Another indication that the fantastic growth, which is not reflected in the rest of the economy outside the Big Tech league, will not continue for long, could be shown by the behavior of Big Tech CEOs. As reported, Amazon founder Jeff Bezos as well as JPMorgan CEO Jamie Dimon and Meta CEO Mark Zuckerberg recently sold shares in their respective companies worth $9 billion. This sort of thing happens all the time, but the level of stock sales makes some people uneasy.
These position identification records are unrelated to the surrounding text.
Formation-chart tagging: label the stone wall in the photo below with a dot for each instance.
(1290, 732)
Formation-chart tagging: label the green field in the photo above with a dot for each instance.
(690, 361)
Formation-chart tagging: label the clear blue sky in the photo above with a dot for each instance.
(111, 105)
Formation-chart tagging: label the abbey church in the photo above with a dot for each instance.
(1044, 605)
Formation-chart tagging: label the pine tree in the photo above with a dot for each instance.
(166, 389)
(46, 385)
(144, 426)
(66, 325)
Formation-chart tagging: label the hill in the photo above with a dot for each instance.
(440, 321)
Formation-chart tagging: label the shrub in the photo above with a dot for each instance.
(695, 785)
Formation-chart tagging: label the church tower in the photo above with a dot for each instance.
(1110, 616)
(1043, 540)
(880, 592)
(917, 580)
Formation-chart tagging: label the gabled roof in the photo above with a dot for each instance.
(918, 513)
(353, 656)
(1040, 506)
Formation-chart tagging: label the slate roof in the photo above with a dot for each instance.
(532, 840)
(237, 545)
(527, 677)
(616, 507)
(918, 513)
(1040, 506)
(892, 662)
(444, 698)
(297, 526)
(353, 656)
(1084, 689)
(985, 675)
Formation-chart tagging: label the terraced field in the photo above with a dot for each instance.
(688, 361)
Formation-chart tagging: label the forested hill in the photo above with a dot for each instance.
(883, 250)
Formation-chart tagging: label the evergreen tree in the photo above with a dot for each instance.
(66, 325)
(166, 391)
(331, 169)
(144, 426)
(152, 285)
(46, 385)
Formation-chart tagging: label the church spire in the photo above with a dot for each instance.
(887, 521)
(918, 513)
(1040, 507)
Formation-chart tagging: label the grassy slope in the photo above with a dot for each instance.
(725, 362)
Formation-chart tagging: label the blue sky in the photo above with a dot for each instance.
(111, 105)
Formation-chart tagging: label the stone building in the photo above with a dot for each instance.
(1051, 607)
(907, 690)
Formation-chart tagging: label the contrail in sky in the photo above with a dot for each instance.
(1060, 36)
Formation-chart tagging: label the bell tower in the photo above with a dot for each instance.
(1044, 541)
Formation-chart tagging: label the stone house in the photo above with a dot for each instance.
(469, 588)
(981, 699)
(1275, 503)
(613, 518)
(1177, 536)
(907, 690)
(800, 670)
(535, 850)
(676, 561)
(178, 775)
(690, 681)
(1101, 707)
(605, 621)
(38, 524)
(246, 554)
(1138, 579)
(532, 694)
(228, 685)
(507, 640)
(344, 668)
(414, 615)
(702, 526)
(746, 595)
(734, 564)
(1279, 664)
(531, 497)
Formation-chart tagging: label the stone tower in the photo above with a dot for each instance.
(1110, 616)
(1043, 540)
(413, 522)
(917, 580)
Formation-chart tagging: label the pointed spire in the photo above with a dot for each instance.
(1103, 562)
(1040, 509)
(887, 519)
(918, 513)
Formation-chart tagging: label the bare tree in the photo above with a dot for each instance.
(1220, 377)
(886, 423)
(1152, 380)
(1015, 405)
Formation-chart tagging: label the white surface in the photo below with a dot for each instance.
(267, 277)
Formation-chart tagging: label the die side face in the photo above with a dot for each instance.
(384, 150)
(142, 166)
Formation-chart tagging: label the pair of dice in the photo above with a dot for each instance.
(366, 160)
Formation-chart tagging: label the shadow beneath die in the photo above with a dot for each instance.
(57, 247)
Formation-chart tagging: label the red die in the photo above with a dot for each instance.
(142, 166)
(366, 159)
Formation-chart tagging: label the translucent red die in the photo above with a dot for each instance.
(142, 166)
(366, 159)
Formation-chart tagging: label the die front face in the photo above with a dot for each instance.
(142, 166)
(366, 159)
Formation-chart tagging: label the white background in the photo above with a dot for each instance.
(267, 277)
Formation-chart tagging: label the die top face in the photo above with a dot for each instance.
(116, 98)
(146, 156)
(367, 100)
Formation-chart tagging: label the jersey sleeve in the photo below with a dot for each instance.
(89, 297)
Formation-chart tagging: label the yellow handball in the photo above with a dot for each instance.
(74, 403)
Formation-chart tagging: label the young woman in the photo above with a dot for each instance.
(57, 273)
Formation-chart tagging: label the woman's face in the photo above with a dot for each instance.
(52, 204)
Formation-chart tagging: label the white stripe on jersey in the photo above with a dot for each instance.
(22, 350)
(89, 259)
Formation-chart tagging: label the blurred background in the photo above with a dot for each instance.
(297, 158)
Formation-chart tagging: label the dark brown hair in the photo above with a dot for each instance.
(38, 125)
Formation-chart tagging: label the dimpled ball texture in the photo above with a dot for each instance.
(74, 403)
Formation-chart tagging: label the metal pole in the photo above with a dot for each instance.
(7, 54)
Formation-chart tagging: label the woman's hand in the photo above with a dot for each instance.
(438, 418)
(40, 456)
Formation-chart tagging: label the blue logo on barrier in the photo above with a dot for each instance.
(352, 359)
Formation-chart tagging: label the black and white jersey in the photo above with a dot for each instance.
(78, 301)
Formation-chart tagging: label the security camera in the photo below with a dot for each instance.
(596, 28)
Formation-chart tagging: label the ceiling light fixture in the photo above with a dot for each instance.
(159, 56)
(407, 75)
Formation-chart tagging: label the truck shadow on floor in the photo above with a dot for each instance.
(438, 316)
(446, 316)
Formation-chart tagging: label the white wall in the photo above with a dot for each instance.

John Hussman, President of the Hussman Investment Trust, who – among others – predicted the stock market crash of 2008, and Bank of America as early as mid-2023 – at that time there was still talk of a baby AI – warned that an AI bubble was forming. Bubble the speech. But since then, the prices of AI-driven tech companies have continued to rise, not only in a vacuum but also on the basis of significantly increased sales and profits.

AI boom promises new “Roaring ’20s”

In comparison to other hypes, it is often argued with AI that the new technologies can be used very broadly in the economy – this was different with other hypes such as crypto, metaverse, or augmented reality. That’s why some other analysts see only the beginning of even larger AI developments. Goldman Sachs sees Nvidia as the “most important stock in the world,” while Jason Draho, Head of Asset Allocation Americas at UBS Global Wealth Management, speaks of a new edition of the “Roaring ’20s.”

“This is a 1995 moment, as the AI ​​revolution and $1 trillion in additional spending over the next decade hits the software ecosystem and the rest of the technology sector,” writes Daniel Ives of Wedbush Securities. “Nvidia and the golden GPUs are the beginning of the spending wave”.